17. The one or more processors of claim 10, wherein the one or more processors are comprised in at least one of:

a control system for an autonomous or semi-autonomous machine;

a perception system for an autonomous or semi-autonomous machine;

a system for performing simulation operations;

a system for performing digital twin operations;

a system for performing light transport simulation;

a system for performing collaborative content creation for 3D assets;

a system for performing deep learning operations;

a system for performing remote operations;

a system for performing real-time streaming;

a system for generating or presenting one or more of augmented reality content, virtual reality content, or mixed reality content;

a system implemented using an edge device;

a system implemented using a robot;

a system for performing conversational AI operations;

a system implementing one or more multi-model language models;

a system implementing one or more large language models (LLMs);

a system implementing one or more vision language models (VLMs);

a system for generating synthetic data;

a system for generating synthetic data using AI;

a system incorporating one or more virtual machines (VMs);

a system implemented at least partially in a data center; or

a system implemented at least partially using cloud computing resources.

18. A system comprising:

one or more processors to execute operations comprising:

receiving a hierarchical document tree including one or more parent and child nodes, where each of the one or more parent and child nodes is associated with a portion of a source document;

generating, via a machine learning model, a similarity score for each of one or more parent and child nodes, based at least on a query prompt and the contents of the parent or child node;

calculating combined similarity scores associated with each of one or more child nodes, based at least on the similarity score associated with the child node and one or more similarity scores associated with one or more nodes having a parent relationship to the child node; and

generating a query result based at least on the combined similarity scores associated with the one or more child nodes.

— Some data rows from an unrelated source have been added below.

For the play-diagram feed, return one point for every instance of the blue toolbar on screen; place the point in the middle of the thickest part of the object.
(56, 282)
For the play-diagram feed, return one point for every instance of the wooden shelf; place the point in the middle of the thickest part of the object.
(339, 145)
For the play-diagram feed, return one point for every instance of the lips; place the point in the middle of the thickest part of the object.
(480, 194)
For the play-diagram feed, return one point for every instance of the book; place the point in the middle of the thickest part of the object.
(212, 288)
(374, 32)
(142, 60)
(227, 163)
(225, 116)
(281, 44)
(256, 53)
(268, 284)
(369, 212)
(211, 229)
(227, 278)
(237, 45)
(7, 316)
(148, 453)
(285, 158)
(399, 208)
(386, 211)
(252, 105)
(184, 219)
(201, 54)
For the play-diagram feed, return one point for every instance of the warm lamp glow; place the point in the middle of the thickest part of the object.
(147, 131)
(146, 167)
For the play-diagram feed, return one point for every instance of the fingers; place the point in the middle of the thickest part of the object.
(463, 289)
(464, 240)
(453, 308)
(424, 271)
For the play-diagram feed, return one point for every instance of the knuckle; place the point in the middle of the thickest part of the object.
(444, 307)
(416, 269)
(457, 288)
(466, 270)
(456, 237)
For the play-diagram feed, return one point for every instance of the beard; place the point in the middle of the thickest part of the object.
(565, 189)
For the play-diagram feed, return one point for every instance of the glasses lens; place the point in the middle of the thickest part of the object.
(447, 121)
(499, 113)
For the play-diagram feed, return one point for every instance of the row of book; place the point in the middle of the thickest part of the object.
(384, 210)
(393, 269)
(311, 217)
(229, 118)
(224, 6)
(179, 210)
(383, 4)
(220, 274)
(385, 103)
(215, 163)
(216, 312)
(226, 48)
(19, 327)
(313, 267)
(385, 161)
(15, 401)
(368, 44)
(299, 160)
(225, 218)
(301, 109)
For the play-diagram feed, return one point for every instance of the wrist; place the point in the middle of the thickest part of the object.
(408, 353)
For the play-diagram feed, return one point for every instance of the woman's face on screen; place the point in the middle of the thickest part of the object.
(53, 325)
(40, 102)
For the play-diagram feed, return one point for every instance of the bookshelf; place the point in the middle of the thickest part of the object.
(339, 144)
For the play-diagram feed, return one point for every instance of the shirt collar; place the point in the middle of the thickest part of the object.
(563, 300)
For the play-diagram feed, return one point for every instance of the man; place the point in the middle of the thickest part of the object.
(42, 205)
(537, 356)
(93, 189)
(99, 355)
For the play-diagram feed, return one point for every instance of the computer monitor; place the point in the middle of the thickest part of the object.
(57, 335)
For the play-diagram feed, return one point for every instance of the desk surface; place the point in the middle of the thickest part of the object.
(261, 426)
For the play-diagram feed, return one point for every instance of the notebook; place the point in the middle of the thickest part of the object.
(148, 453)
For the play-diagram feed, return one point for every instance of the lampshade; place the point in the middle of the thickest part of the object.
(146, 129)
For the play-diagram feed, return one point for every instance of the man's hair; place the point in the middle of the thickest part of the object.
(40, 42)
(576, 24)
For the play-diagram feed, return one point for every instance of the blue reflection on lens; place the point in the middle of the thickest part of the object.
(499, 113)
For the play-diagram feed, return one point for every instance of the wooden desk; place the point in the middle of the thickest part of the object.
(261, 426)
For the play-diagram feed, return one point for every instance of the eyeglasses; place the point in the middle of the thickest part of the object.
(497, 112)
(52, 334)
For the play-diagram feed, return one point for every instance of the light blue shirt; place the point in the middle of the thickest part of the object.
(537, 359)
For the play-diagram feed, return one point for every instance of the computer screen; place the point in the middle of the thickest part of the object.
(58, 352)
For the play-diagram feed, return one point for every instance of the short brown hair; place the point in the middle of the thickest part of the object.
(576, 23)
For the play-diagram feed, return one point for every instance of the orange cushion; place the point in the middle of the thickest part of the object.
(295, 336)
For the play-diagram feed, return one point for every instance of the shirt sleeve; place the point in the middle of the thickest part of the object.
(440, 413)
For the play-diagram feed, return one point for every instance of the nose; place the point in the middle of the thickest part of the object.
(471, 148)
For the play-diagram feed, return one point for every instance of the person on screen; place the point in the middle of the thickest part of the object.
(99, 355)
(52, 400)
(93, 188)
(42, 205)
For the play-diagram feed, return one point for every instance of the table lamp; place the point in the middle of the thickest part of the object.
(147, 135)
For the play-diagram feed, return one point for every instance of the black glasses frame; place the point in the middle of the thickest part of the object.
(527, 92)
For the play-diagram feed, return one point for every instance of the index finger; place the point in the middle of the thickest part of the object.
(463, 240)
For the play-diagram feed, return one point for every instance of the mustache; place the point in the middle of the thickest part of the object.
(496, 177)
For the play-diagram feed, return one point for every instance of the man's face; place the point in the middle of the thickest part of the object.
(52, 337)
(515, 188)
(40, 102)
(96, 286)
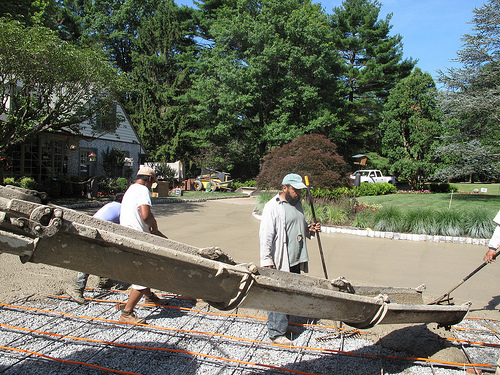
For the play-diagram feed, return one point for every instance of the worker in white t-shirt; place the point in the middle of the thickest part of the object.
(136, 214)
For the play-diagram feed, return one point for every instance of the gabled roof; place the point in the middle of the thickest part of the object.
(124, 133)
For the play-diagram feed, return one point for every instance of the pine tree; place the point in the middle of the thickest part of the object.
(410, 127)
(374, 64)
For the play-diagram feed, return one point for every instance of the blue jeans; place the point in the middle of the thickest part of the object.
(277, 323)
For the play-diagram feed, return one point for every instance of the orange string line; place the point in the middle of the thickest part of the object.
(255, 341)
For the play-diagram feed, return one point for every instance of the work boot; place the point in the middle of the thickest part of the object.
(120, 306)
(131, 317)
(281, 340)
(76, 294)
(153, 299)
(105, 283)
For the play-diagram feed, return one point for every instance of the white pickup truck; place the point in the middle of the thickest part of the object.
(372, 176)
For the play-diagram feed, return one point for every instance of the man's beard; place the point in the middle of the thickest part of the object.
(291, 200)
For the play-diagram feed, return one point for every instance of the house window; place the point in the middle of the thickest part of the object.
(39, 159)
(88, 162)
(107, 119)
(52, 158)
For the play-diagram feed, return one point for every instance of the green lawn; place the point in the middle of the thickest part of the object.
(439, 202)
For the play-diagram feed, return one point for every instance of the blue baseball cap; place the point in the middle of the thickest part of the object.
(295, 180)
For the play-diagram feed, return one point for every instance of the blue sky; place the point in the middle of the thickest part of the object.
(431, 29)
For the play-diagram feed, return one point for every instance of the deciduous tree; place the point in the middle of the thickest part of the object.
(47, 84)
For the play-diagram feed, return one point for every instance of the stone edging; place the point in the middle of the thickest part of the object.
(399, 236)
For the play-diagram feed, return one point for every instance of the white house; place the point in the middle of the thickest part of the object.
(64, 154)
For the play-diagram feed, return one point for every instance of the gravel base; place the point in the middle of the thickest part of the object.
(189, 337)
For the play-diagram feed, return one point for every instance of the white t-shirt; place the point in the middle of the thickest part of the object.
(136, 195)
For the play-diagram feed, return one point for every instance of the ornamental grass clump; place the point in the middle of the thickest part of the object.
(389, 219)
(422, 222)
(451, 223)
(478, 224)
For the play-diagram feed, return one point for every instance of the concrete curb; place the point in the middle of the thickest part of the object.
(399, 236)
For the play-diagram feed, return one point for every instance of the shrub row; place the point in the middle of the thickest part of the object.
(342, 212)
(365, 189)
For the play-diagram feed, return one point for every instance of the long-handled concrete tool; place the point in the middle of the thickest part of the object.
(446, 297)
(317, 234)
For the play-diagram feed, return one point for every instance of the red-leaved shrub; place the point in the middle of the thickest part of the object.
(311, 155)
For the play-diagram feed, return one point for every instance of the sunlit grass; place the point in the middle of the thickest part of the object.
(467, 215)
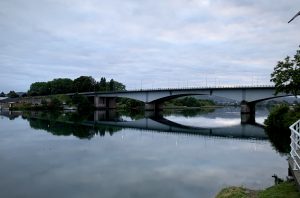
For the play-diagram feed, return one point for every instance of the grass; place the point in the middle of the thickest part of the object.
(286, 189)
(236, 192)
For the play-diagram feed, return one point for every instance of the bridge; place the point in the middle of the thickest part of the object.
(154, 98)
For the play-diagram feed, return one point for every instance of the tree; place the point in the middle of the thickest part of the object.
(82, 103)
(84, 84)
(12, 94)
(286, 75)
(39, 89)
(102, 84)
(61, 86)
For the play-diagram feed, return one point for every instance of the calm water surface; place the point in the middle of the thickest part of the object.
(136, 157)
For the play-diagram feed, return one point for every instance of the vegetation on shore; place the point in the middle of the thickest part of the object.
(287, 189)
(277, 124)
(66, 85)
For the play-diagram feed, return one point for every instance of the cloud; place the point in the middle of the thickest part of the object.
(130, 41)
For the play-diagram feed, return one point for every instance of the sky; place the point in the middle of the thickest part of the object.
(145, 43)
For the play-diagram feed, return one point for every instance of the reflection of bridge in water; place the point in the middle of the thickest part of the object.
(161, 124)
(156, 124)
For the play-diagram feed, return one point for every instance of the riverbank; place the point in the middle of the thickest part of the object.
(287, 189)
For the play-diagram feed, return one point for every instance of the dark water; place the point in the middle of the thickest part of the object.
(182, 154)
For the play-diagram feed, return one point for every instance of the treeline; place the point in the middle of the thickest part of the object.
(66, 85)
(277, 124)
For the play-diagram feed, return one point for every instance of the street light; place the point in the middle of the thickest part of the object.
(294, 17)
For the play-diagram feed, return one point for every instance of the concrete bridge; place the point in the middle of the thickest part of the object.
(154, 98)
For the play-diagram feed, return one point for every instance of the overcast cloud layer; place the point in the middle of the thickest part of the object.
(145, 43)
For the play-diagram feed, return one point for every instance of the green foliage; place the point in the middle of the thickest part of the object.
(82, 103)
(12, 94)
(39, 89)
(282, 190)
(102, 85)
(60, 86)
(233, 192)
(287, 189)
(55, 104)
(84, 84)
(286, 75)
(277, 126)
(66, 85)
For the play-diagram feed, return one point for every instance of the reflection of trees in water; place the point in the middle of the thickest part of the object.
(134, 114)
(280, 139)
(70, 125)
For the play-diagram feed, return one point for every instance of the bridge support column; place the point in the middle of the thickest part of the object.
(105, 102)
(153, 106)
(247, 112)
(104, 115)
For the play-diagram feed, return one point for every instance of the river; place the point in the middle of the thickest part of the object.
(113, 154)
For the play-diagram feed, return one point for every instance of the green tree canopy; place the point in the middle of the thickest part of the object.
(102, 84)
(12, 94)
(84, 84)
(286, 75)
(61, 86)
(39, 89)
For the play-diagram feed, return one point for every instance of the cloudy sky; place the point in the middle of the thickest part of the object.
(145, 43)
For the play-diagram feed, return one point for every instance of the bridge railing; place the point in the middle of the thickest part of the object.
(295, 144)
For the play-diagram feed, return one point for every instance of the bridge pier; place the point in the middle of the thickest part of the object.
(247, 112)
(104, 115)
(105, 102)
(153, 107)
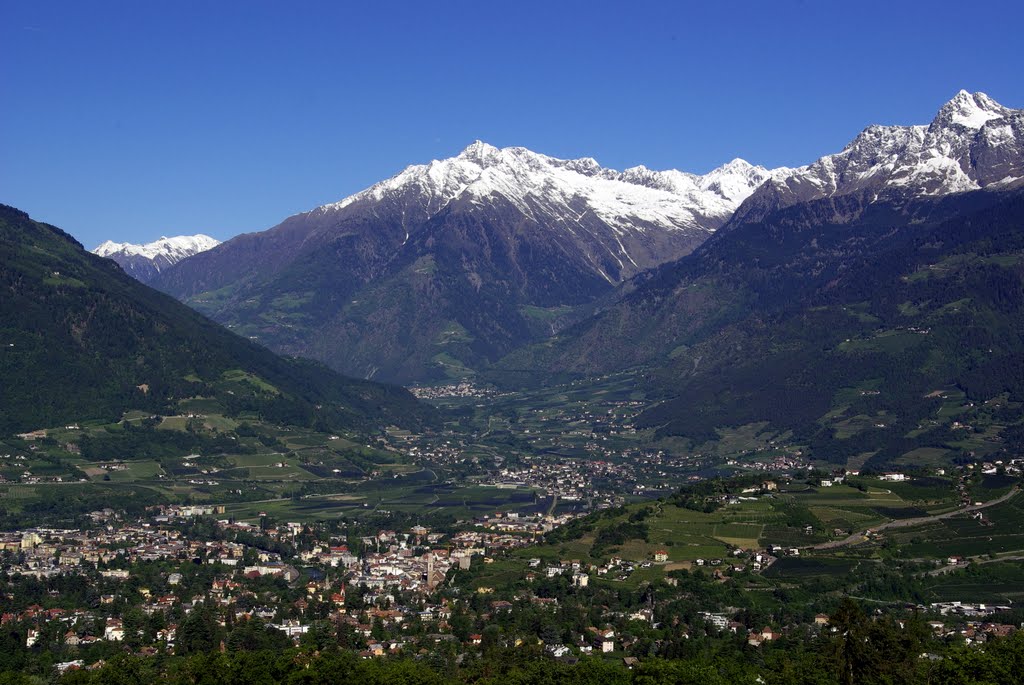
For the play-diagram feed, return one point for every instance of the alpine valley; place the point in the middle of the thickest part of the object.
(448, 266)
(836, 303)
(759, 426)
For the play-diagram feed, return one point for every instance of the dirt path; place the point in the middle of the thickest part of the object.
(910, 522)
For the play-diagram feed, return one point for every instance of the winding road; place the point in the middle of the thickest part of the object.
(909, 522)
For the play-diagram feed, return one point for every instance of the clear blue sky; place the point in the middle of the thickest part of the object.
(131, 120)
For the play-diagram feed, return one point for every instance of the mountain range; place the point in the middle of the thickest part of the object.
(145, 261)
(810, 298)
(448, 266)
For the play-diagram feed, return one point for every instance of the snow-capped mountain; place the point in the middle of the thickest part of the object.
(452, 263)
(973, 142)
(538, 185)
(145, 261)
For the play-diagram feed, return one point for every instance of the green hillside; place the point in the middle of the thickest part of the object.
(79, 339)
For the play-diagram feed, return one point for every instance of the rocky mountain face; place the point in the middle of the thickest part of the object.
(144, 261)
(973, 142)
(450, 265)
(840, 305)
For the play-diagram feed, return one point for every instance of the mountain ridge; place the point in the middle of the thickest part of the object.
(489, 249)
(80, 339)
(146, 260)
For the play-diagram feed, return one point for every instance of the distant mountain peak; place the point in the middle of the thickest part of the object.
(973, 142)
(531, 181)
(970, 111)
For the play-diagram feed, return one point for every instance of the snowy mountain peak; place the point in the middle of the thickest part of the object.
(973, 142)
(169, 247)
(970, 111)
(144, 261)
(539, 184)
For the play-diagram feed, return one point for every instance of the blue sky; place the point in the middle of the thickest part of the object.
(131, 120)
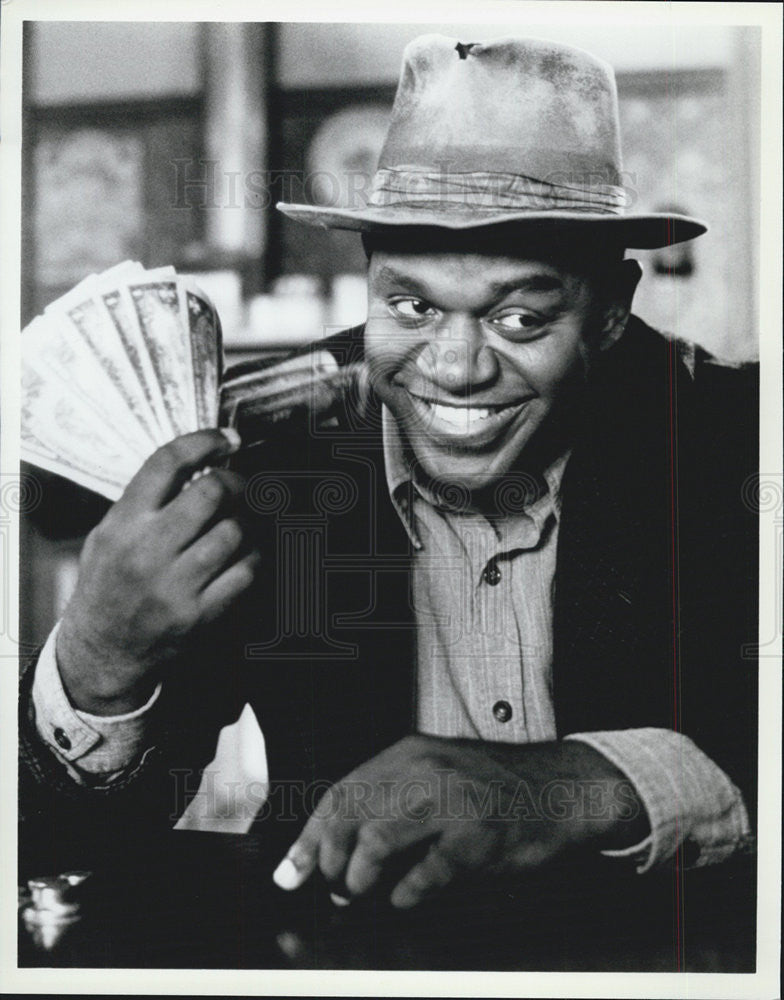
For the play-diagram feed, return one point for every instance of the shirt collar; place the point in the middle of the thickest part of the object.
(401, 486)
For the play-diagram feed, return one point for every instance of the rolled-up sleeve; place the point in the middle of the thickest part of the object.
(690, 802)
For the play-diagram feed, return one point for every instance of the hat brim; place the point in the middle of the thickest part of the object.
(642, 232)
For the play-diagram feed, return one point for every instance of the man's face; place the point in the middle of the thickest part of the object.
(474, 354)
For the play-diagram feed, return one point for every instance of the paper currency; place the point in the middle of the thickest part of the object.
(121, 364)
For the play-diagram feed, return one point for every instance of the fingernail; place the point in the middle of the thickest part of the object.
(231, 435)
(287, 876)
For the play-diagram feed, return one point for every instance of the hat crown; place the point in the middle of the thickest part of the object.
(517, 106)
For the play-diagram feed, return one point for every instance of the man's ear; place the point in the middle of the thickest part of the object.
(622, 286)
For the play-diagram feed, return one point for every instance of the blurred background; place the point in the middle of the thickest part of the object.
(169, 143)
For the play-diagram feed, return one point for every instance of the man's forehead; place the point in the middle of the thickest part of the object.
(520, 251)
(493, 271)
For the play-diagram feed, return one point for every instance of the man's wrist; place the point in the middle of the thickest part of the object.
(578, 785)
(90, 679)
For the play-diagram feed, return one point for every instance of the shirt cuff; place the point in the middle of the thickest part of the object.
(103, 745)
(690, 801)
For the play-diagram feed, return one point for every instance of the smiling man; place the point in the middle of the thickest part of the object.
(561, 485)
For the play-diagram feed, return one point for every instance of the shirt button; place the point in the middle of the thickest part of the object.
(502, 710)
(61, 739)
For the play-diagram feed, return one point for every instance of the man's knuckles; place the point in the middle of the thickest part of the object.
(218, 544)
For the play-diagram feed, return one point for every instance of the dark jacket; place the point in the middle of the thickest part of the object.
(655, 615)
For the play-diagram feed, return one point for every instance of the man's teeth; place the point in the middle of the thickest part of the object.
(460, 416)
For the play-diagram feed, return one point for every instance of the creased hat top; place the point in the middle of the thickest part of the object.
(506, 131)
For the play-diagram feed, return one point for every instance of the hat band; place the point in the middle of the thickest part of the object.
(417, 187)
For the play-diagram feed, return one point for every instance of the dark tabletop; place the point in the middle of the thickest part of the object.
(198, 900)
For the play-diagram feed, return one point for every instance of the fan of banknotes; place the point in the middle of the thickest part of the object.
(121, 364)
(130, 359)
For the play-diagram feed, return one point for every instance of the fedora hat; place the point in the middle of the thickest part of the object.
(511, 131)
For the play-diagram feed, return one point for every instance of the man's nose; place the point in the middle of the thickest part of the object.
(458, 359)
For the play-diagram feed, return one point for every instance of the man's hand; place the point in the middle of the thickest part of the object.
(429, 811)
(163, 561)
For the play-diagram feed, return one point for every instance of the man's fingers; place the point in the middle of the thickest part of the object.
(219, 595)
(378, 843)
(166, 471)
(427, 877)
(303, 856)
(209, 555)
(200, 504)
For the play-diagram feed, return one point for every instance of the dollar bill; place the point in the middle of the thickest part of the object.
(158, 312)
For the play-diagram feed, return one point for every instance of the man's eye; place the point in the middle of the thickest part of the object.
(517, 323)
(411, 309)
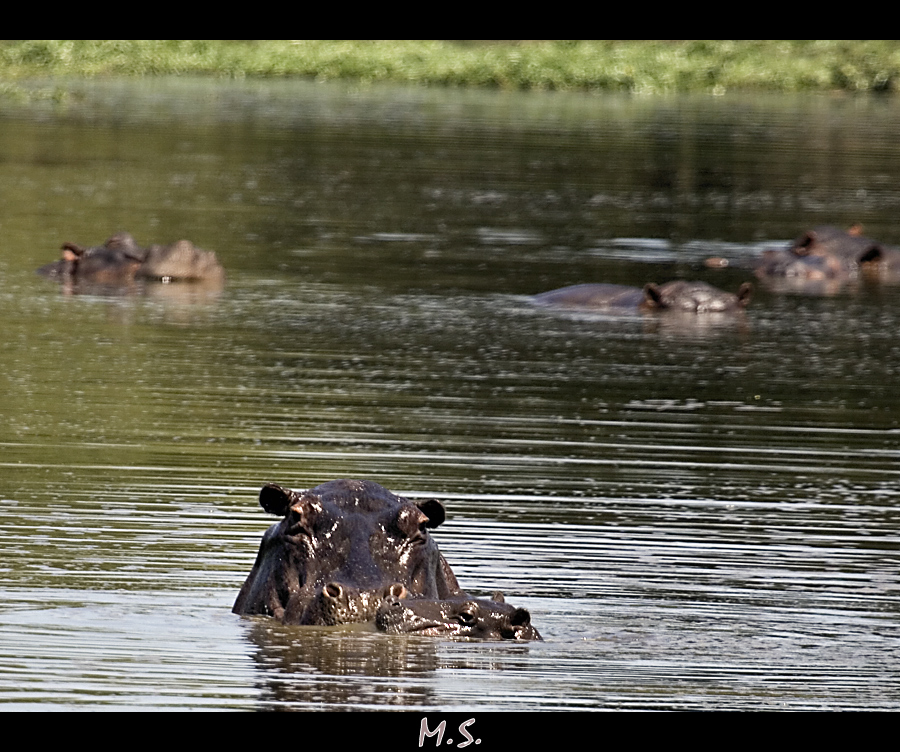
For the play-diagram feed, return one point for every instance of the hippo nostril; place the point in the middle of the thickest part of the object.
(397, 590)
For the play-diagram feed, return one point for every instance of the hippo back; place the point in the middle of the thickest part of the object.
(343, 539)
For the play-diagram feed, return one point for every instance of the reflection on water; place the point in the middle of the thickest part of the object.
(698, 513)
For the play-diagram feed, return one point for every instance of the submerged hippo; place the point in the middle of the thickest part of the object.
(348, 547)
(463, 616)
(828, 255)
(694, 297)
(121, 261)
(342, 548)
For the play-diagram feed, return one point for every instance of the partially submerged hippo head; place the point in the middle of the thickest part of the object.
(695, 297)
(120, 261)
(461, 617)
(340, 550)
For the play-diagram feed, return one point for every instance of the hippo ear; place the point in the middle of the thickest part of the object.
(275, 499)
(433, 510)
(74, 249)
(802, 244)
(653, 294)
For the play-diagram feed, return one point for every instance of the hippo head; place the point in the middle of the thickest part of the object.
(695, 297)
(340, 549)
(848, 247)
(461, 617)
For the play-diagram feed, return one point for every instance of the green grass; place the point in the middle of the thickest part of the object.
(649, 67)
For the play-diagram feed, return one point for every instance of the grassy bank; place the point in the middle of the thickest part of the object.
(638, 66)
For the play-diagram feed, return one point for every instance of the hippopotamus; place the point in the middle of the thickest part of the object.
(825, 254)
(121, 261)
(461, 616)
(340, 550)
(693, 297)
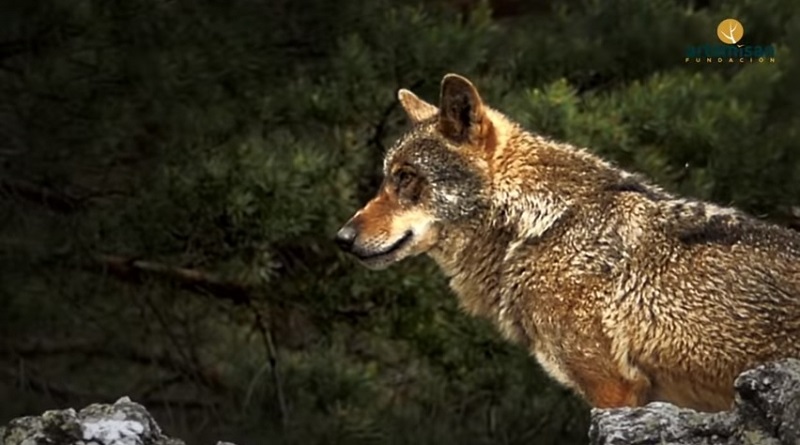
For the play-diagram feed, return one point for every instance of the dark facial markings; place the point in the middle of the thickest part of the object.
(408, 184)
(426, 170)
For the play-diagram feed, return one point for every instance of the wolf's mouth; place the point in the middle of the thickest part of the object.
(399, 244)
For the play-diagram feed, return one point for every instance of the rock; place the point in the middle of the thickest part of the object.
(766, 412)
(123, 423)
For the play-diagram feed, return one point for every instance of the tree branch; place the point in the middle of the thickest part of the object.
(130, 269)
(56, 201)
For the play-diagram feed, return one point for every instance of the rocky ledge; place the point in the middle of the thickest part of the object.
(767, 412)
(123, 423)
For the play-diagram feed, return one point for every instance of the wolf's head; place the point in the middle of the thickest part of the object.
(435, 177)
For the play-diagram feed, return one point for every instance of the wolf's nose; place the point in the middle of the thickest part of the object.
(346, 236)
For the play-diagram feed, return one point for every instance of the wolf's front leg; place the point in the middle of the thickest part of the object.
(604, 387)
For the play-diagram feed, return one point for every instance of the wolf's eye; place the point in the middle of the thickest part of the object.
(403, 178)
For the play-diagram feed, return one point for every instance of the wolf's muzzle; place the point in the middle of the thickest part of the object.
(346, 236)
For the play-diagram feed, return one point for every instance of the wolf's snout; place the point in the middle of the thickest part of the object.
(346, 236)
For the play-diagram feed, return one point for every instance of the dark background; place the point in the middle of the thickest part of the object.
(172, 174)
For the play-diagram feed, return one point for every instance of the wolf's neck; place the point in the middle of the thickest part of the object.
(472, 259)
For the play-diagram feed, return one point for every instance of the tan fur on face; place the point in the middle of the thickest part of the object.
(624, 292)
(383, 222)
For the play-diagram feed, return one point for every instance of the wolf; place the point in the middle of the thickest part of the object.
(622, 291)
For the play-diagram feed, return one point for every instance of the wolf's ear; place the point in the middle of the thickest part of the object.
(417, 109)
(463, 116)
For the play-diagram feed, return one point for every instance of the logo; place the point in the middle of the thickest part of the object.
(730, 32)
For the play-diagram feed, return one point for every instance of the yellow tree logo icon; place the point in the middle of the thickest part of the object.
(730, 31)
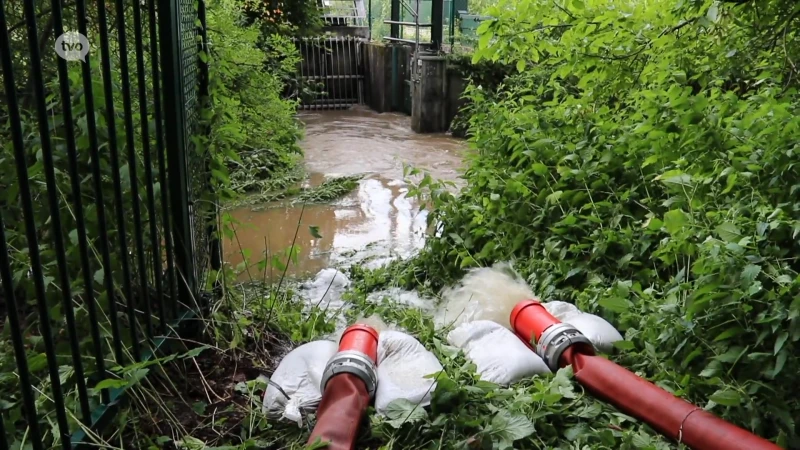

19. The system of claim 18, wherein the combined similarity score is based at least on a weighted combination of the similarity score associated with the child node and the one or more similarity scores associated with the one or more nodes having a parent relationship to the child node.

20. The system of claim 18, wherein the system is comprised in at least one of:

a control system for an autonomous or semi-autonomous machine;

a perception system for an autonomous or semi-autonomous machine;

a system for performing simulation operations;

a system for performing digital twin operations;

a system for performing light transport simulation;

a system for performing collaborative content creation for 3D assets;

a system for performing deep learning operations;

a system for performing remote operations;

a system for performing real-time streaming;

a system for generating or presenting one or more of augmented reality content, virtual reality content, or mixed reality content;

a system implemented using an edge device;

a system implemented using a robot;

a system for performing conversational AI operations;

a system implementing one or more multi-model language models;

a system implementing one or more large language models (LLMs);

a system implementing one or more vision language models (VLMs);

a system for generating synthetic data;

a system for generating synthetic data using AI;

a system incorporating one or more virtual machines (VMs);

a system implemented at least partially in a data center; or

a system implemented at least partially using cloud computing resources.